There have been two excellent guest speakers hosted by the Matthews Society this term:  

  • OO Ella Norgaard Morton (16) former Matthews Society President and now a medical student at the University of Manchester gave a talk on gender bias in medicine.  Current Matthews Society President Izzy said, “I really enjoyed the talk and it was particularly special to be able to watch it at home with my mum. We both learnt a lot and discussed it at length afterwards.” Form 6 pupil Cat added, “The talk was excellent – I loved it and it has really inspired me to think more seriously about a future career in women’s health.” 
  • Gwyneth Cook (OO 17) who is currently in her final year at the University of St Andrews reading Philosophy and English. Gwyneth discussed the topic of The Male Gaze in Art, looking at how women have historically been used in art as figures of admiration and desire whilst men have been presumed to be the spectator.  

Members of the Society also celebrated International Women’s Day by watching a live panel event about sexist language in the dictionary, hosted by Oxford Languages.

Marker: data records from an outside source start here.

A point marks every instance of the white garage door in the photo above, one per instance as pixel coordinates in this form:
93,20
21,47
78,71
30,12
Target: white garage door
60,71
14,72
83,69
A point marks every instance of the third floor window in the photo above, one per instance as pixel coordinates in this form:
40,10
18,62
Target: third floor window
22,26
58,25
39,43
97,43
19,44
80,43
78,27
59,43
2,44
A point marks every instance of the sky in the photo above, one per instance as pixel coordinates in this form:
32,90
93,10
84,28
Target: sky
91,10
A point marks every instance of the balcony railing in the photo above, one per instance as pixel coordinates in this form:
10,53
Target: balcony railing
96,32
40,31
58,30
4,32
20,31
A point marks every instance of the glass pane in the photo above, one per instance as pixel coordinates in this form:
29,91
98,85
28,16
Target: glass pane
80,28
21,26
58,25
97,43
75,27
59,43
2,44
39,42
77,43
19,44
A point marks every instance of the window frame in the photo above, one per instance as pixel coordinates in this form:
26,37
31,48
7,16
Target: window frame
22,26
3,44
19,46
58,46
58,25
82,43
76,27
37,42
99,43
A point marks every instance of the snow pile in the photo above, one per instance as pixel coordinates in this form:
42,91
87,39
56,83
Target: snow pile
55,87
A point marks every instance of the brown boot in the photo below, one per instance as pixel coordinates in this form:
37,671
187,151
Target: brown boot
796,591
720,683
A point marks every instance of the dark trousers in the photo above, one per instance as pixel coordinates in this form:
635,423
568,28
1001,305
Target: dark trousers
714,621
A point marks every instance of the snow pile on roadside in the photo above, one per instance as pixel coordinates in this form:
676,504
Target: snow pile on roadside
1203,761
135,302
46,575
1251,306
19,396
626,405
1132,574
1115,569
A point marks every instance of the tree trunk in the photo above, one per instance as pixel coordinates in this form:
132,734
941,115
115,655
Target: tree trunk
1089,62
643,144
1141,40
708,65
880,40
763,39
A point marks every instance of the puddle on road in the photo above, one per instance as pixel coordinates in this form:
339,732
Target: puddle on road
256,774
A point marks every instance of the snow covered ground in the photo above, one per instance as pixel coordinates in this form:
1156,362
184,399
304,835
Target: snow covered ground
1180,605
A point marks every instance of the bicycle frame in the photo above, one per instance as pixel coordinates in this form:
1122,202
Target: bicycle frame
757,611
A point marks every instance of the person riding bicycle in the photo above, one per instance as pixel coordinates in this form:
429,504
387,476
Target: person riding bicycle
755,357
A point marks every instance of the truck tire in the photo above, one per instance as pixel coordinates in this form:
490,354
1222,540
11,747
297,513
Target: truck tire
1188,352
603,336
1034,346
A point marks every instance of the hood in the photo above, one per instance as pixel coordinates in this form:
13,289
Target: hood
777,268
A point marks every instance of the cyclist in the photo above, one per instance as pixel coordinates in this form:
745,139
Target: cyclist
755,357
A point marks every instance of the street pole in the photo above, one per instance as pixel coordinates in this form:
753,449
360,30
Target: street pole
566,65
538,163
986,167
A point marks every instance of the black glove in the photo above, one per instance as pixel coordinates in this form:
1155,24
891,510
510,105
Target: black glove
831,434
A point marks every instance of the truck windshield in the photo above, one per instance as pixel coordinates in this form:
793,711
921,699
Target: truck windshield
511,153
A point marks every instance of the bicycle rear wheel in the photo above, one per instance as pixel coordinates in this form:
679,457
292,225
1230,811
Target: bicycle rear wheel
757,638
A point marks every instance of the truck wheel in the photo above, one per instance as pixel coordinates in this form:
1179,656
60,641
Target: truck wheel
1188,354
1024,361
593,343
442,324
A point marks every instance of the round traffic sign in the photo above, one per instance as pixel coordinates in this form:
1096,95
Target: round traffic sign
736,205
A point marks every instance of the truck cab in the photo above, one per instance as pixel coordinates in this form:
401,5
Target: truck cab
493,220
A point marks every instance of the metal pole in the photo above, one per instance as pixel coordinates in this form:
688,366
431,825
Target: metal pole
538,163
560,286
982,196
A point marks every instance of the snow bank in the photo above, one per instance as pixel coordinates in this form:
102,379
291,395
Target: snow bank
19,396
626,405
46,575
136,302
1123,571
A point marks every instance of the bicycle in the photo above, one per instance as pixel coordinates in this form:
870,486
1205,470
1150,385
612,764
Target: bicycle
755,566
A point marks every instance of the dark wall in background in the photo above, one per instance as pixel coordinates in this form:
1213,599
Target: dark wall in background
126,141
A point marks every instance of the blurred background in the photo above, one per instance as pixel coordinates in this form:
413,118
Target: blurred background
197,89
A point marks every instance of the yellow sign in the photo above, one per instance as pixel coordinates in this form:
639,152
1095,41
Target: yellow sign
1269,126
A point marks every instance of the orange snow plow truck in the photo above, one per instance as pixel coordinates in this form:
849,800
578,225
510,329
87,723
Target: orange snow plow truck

Megan Fairley, who runs the Matthews Society, also led a celebration of LGBTQ+ History month to help raise awareness across the School and advance education on matters affecting lesbian, gay, bisexual and transgender people. Ms Fairley hosted and produced a series of exceptional interviews with pupils and staff. This includes an unmissable interview with Head of Drama Gilly Norell who talks about the play ‘The Laramie Project’ and the relationship between the theatre and the LGBTQ+ community. Gunthorpe Housemistress Lydia Dunbavand said, “Gunthorpe girls watched Form 7 Matthew Nagel’s interview who spoke about the importance of language and being kind. It was a fantastic interview, very moving with a powerful message. We had a show of hands afterwards – how many would rethink their use of language as a result of hearing what Matthew had to say – 75% of the house said they would.” 

Alongside the interviews, tutorials in Forms 4, 6 and 7 focussed on a range of issues including HBT phobic language and what it means to be transgender. Lockdown 2 saw the introduction of a LGBTQ+ discussion group for members of the community and allies, as well as a student-led group which supports LGBTQ+ pupils and shares experiences.